Michael Giberson
When I read someone suggesting that “vehicle-to-grid” (V2G) operations will make money for owners of plug-in hybrid vehicles (PHEV), I wonder how carefully they’ve thought through all the implications.* The analyst might assume a particular battery technology and characteristics, for example, and then run a simulation against market data to see how much value can be produced in energy arbitrage.
V2G energy arbitrage requires a real-time rate (or at least a variable rate of some sort), and the profit depends on the round-trip efficiency of the battery system and the difference in peak and off-peak prices. In the simplest case, the consumer uses the stored power to offset her own consumption at peak and isn’t selling power back to the grid (avoiding the related transaction costs).
I see two related problems with the modeling approach. First, it may be reasonable to assume historic differences between peak and off-peak prices if few PHEV will engage in arbitrage, but even modest penetration of the market will add enough storage capability to start equalizing prices. The more dramatic peak locational prices are driven by transmission constraints and the cost of starting up high-cost peak power plants, and it just wouldn’t take much in the way of PHEV storage to reduce or avoid many transmission constraints. A good estimation should include consideration of the elasticity of supply and demand in order to assess the degree to which arbitrage will tend to reduce arbitrage opportunities.

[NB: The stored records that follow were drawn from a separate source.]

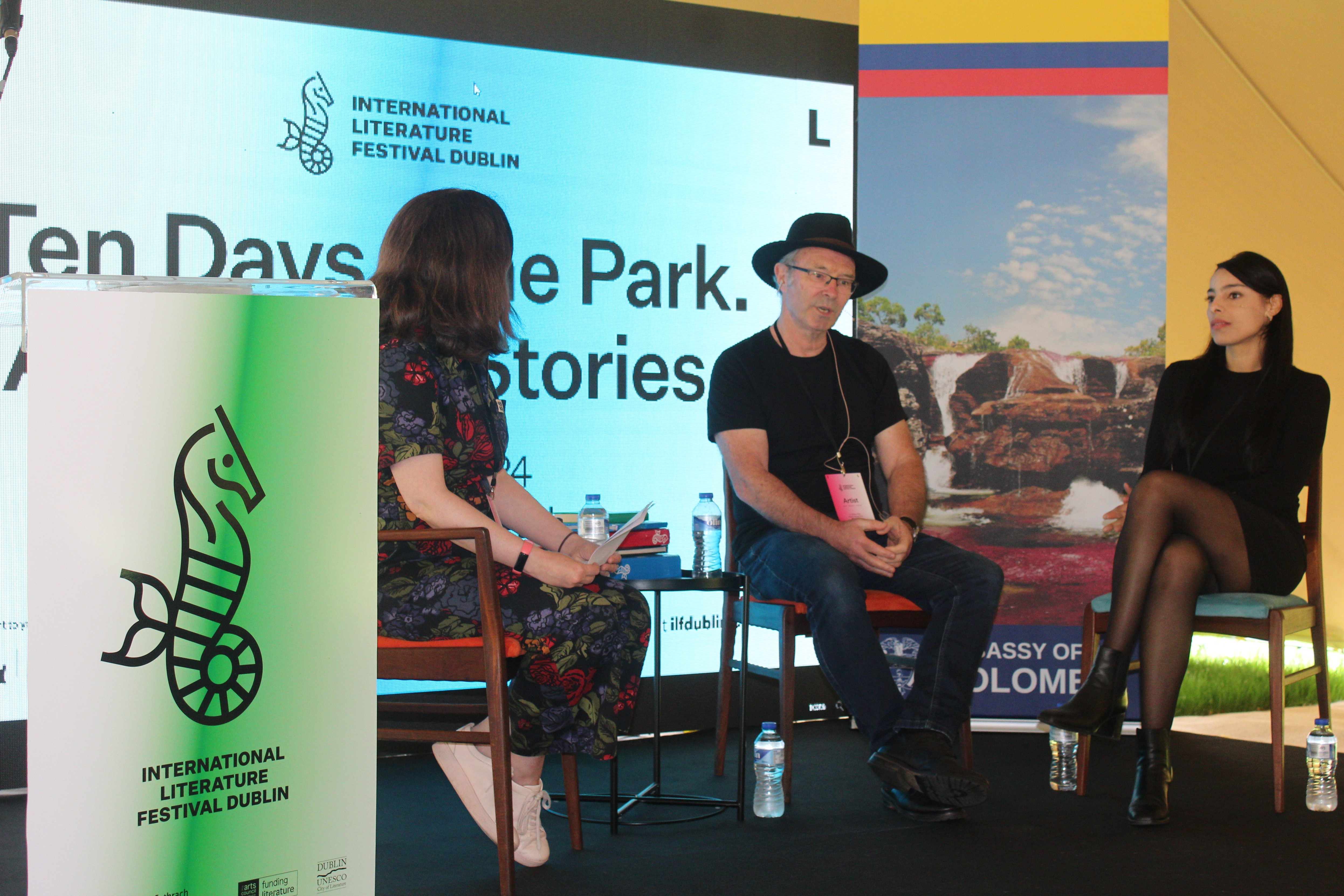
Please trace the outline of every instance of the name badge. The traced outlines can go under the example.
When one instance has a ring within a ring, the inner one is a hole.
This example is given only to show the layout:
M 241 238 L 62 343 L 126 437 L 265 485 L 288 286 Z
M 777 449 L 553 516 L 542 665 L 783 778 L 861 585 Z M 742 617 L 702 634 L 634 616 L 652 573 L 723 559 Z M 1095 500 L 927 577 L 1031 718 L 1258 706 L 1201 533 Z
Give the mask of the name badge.
M 845 520 L 876 520 L 872 514 L 872 504 L 868 501 L 868 489 L 863 488 L 863 476 L 859 473 L 827 473 L 827 485 L 831 486 L 831 502 L 836 505 L 836 519 Z

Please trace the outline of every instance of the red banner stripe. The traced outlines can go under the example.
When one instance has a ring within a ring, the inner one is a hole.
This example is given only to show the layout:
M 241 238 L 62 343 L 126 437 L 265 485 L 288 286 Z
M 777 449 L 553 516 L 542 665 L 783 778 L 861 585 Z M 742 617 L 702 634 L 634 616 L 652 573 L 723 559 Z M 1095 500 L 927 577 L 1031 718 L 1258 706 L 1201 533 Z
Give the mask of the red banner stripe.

Second, when battery technology advances sufficient to make PHEV economical, won’t have battery technology also have advanced enough to make grid-dedicated battery storage applications economical too? A PHEV battery will be optimized for vehicle operations, with energy arbitrage sort of an afterthought, while grid-dedicated batteries will obviously be optimized for providing grid services. And PHEV technology is the much harder problem because of the size and weight constraints. By comparison, grid-dedicated energy story is easy. Is it likely that V2G can out-arbitrage grid dedicated devices?
(Yes, V2G-based arbitrage has one big advantage if you assume that the cost of the energy storage device is fully justified by transportation, and is in effect freely available while parked to engage in some energy day-trading. Maybe this consideration saves V2G. But dedicated grid-storage devices are available 24/7, while PHEV will have competing uses.)
Some V2G analysis also proposes that PHEV supply high value grid services like reserves, frequency control, voltage support, and so on. I think the same considerations apply. If there are thousands of little PHEV energy storage devices connected to the grid supplying these services at very little additional cost to the owners, then the price will fall. If PHEV devices can provide these services at low cost, then dedicated grid-connected devices should be cheaper.
In short, some of these PHEV V2G value calculations are at best numbers for the early movers. Once everybody is doing it, it won’t pay to do it anymore.
*Of course I could actually read the more serious reports on V2G** and see for myself how carefully they’ve thought through all the implications, but it is late Friday afternoon and with classes beginning next week I have a million other things to do.
**Actually, I was just reading a new working paper from the CMU Carnegie Mellon Electricity Industry Center, but since the paper was prominently stamped “DRAFT: Do Not Cite Or Quote” on every page, I am not citing or quoting it. Technically speaking, it doesn’t say “Do Not Link To The Abstract.”